Populaire chez les jeunes, le protoxyde d'azote fait des ravages. Le cas de Cyntia, anciennement consommatrice de gaz hilarant pendant près de 10 ans, en est la parfaite illustration. A désormais 23 ans, la jeune femme est hospitalisée et présente de fortes difficultés à marcher normalement.

Pour se déplacer, elle utilise désormais un déambulateur. Particulièrement populaire chez les jeunes, le gaz hilarant présente de forts risques de dommages cérébraux. Alors que Cyntia a commencé à en consommer à seulement 14 ans, la situation de la jeune femme de 23 ans s'est depuis détériorée. 

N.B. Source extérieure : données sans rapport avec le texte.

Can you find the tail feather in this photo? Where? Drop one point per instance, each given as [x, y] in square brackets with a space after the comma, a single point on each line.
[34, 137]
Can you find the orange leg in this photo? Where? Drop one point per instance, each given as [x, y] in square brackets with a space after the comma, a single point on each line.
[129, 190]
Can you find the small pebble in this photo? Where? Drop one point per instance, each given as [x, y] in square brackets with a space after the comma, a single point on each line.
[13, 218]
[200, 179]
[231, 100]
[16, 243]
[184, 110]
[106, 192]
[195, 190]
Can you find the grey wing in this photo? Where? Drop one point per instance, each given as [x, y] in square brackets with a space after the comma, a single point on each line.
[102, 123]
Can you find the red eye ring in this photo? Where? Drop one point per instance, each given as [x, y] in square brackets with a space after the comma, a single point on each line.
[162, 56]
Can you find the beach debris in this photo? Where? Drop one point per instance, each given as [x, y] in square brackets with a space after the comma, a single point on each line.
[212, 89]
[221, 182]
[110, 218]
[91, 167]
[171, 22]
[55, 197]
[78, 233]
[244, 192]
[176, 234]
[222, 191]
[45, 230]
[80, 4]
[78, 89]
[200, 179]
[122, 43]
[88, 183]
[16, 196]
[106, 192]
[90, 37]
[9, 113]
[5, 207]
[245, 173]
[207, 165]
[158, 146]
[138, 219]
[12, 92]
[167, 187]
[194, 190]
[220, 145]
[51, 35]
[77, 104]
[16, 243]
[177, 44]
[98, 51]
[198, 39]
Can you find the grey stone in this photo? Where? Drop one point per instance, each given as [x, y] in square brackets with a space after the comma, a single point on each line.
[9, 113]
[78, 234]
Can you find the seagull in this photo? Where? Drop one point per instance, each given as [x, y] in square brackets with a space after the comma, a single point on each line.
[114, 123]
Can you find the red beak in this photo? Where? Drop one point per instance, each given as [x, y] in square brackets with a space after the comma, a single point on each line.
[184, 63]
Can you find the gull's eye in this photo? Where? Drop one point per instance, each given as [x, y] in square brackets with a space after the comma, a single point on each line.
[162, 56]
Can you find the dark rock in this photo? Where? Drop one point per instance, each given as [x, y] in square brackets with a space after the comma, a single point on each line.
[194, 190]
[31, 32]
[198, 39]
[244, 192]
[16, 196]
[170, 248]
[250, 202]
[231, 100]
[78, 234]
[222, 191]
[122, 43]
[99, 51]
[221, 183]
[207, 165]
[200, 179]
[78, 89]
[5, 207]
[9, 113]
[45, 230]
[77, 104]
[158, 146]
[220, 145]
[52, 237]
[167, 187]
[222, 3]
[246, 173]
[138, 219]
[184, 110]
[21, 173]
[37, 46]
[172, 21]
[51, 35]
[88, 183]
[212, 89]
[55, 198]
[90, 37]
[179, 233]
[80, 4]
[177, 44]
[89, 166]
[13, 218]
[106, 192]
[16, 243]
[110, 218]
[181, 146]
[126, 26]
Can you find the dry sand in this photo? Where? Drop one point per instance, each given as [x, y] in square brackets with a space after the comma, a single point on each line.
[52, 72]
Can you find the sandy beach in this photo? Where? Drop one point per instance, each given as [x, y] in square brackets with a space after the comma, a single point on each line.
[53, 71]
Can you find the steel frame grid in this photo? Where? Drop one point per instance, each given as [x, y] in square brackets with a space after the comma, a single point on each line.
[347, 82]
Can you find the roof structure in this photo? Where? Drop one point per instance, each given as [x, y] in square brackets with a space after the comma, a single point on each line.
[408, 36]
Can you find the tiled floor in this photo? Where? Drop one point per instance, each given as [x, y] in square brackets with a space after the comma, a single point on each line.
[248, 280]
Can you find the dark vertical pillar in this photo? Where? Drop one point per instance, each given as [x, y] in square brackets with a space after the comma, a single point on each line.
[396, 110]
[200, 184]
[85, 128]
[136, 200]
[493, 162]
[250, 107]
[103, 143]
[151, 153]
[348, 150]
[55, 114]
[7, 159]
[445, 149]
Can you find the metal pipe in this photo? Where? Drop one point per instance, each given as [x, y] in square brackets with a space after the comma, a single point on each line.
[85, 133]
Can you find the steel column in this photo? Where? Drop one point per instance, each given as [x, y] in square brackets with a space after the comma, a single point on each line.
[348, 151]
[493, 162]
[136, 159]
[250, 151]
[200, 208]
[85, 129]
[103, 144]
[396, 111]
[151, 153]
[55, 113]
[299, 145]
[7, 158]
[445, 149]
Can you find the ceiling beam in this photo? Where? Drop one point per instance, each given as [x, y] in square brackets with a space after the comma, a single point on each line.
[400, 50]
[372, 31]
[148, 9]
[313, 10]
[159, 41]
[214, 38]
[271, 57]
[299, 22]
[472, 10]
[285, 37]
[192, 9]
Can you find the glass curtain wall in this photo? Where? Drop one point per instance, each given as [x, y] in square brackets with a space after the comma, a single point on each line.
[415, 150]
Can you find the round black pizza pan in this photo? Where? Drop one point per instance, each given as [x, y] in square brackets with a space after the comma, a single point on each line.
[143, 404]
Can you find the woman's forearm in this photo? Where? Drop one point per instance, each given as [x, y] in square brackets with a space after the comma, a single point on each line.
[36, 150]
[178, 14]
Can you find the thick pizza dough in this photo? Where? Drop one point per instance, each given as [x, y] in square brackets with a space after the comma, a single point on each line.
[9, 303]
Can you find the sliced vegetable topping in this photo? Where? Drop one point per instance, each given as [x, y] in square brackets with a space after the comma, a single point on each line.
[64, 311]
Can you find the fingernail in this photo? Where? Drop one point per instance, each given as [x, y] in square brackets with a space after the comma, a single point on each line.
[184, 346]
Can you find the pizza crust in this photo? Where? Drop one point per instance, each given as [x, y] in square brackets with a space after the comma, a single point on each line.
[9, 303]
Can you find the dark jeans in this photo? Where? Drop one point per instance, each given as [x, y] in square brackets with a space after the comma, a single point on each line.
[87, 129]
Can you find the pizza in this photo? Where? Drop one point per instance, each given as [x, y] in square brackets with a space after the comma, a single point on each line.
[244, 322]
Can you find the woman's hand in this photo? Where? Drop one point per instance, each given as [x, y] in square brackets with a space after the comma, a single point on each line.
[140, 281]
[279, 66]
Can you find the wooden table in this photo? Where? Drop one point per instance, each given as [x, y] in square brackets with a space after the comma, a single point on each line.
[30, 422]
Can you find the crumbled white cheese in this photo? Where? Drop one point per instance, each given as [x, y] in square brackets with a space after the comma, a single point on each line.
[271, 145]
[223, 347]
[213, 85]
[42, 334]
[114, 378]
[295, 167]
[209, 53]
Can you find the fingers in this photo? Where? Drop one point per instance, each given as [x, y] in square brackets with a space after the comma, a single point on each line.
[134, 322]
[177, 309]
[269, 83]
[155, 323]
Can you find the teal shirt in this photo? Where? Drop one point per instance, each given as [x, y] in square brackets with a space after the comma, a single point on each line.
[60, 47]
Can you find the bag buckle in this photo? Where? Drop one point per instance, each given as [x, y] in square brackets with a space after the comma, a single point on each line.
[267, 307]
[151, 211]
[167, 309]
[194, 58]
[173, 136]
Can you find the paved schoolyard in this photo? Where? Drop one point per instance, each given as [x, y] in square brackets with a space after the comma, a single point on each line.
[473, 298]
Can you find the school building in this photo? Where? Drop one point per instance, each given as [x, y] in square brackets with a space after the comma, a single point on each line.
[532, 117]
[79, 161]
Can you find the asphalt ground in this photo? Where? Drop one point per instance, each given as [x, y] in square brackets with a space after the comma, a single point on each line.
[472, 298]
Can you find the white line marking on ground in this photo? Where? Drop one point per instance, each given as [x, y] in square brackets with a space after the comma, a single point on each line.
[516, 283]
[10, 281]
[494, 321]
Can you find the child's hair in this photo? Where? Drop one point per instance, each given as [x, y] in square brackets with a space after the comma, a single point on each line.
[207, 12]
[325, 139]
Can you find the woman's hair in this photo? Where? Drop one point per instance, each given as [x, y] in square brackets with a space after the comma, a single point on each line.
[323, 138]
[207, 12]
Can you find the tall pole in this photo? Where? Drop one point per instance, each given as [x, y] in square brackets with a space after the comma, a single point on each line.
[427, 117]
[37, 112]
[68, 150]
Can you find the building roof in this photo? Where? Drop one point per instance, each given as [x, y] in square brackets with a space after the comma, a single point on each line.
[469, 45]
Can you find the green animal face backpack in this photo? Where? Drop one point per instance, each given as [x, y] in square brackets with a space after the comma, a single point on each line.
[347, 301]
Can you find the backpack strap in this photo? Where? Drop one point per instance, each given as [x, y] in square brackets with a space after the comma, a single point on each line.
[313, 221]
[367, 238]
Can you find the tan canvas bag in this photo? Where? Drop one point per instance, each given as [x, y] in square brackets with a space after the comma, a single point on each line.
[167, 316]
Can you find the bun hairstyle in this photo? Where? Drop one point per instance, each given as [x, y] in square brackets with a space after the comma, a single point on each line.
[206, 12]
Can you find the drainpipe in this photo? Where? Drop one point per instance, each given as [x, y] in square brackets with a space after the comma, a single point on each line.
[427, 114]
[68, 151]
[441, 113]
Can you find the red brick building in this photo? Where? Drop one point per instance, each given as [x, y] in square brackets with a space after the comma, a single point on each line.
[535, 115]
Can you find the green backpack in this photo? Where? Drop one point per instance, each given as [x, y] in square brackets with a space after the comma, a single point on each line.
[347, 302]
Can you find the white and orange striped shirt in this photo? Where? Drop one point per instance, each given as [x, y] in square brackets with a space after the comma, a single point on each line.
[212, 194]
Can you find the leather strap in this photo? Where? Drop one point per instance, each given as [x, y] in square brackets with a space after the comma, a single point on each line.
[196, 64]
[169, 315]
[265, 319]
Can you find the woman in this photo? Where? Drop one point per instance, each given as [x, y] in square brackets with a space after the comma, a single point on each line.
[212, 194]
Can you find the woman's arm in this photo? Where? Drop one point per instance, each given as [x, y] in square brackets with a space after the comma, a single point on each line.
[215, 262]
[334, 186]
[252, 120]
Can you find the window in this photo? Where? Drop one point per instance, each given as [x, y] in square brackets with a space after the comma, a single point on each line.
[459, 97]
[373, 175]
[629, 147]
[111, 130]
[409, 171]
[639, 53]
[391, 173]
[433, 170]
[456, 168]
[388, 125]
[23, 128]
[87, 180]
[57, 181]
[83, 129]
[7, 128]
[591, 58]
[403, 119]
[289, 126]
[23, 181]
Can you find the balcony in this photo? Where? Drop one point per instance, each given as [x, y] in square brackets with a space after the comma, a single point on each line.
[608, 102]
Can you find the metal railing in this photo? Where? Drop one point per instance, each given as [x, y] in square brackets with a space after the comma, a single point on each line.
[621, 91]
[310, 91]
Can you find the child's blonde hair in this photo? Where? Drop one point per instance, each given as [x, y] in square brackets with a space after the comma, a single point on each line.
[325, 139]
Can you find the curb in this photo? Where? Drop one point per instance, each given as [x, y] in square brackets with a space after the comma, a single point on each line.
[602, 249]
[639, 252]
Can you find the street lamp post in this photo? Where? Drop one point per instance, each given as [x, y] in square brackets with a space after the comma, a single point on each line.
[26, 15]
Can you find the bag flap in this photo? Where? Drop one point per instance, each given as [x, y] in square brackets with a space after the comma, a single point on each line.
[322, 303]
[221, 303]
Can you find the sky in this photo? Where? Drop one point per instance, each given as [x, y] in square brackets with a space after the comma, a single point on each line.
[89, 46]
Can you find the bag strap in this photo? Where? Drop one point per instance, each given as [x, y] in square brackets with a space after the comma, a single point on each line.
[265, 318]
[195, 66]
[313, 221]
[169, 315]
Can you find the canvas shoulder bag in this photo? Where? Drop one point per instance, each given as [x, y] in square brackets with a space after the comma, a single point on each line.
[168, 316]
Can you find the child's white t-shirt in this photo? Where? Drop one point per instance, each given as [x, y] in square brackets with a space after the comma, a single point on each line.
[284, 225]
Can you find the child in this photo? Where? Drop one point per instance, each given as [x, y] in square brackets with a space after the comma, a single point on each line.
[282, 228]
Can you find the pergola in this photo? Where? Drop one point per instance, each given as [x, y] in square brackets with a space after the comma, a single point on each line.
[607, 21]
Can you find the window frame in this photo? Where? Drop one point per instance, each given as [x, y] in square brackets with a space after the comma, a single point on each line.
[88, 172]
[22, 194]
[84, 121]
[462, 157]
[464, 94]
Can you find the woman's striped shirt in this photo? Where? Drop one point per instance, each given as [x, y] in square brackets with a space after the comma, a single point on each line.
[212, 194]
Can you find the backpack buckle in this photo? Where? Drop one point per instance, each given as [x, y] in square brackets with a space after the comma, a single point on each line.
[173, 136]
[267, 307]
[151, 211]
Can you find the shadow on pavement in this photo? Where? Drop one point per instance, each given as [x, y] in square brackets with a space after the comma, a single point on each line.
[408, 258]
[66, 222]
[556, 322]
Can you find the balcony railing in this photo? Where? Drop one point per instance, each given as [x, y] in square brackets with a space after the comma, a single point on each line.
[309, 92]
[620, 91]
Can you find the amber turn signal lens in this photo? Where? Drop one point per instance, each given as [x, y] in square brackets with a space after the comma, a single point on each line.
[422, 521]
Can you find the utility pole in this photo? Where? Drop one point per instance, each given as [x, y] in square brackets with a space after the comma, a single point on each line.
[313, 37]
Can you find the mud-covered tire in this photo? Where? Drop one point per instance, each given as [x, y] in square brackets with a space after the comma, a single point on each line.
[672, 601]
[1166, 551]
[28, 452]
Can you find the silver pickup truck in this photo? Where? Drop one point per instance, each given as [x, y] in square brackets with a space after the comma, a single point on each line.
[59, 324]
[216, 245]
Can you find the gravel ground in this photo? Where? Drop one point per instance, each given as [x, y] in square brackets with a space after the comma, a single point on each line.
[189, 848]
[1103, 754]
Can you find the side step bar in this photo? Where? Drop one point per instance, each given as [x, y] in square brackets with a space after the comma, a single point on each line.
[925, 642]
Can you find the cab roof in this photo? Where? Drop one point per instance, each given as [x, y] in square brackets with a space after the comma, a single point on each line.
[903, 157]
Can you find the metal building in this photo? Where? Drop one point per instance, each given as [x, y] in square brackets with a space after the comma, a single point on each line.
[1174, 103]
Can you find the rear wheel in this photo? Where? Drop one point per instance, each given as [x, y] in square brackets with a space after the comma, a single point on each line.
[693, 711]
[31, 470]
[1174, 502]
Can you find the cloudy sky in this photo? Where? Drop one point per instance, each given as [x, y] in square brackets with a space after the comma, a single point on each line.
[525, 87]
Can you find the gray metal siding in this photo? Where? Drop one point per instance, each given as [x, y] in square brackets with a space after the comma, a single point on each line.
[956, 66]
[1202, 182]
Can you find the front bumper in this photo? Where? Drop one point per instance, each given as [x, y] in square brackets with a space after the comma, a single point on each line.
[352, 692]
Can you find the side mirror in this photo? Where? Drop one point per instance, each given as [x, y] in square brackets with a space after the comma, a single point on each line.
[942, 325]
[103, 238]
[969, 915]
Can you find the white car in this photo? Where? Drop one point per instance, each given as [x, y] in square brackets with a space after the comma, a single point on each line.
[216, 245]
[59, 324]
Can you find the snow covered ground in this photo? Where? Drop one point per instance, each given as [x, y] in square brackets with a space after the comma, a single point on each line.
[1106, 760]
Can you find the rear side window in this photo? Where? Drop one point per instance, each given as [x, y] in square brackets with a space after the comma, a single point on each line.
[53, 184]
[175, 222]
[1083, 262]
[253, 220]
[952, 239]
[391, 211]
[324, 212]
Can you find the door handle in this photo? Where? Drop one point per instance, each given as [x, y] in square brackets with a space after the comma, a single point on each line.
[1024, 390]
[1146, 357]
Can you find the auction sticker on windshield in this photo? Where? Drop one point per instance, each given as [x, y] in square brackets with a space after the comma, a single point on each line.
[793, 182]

Fourmillement dans les jambes, vomissement... Au fil des années, sa consommation a augmenté et peu à peu les premiers symptômes sont apparus. Au point où elle présente aujourd'hui de fortes difficultés à marcher normalement. 

«impossible de lever les pieds du sol»

Et si aujourd'hui Cyntia est sur une meilleure voie pour s'en sortir, c'est grâce à l'une de ses amies, qui a tiré la sonnette d'alarme il y a deux ans. 

«On devait faire une séance de sport chez moi. On avait pris des cordes à sauter pour qu'on puisse se défouler. Je savais très bien en faire. Mais il m'était impossible de lever les pieds du sol. Impossible. Et une semaine avant d'intégrer le centre, lorsque ma maman m'a filmé, j'ai réellement réalisé comment je marchais», a-t-elle expliqué au micro de CNEWS.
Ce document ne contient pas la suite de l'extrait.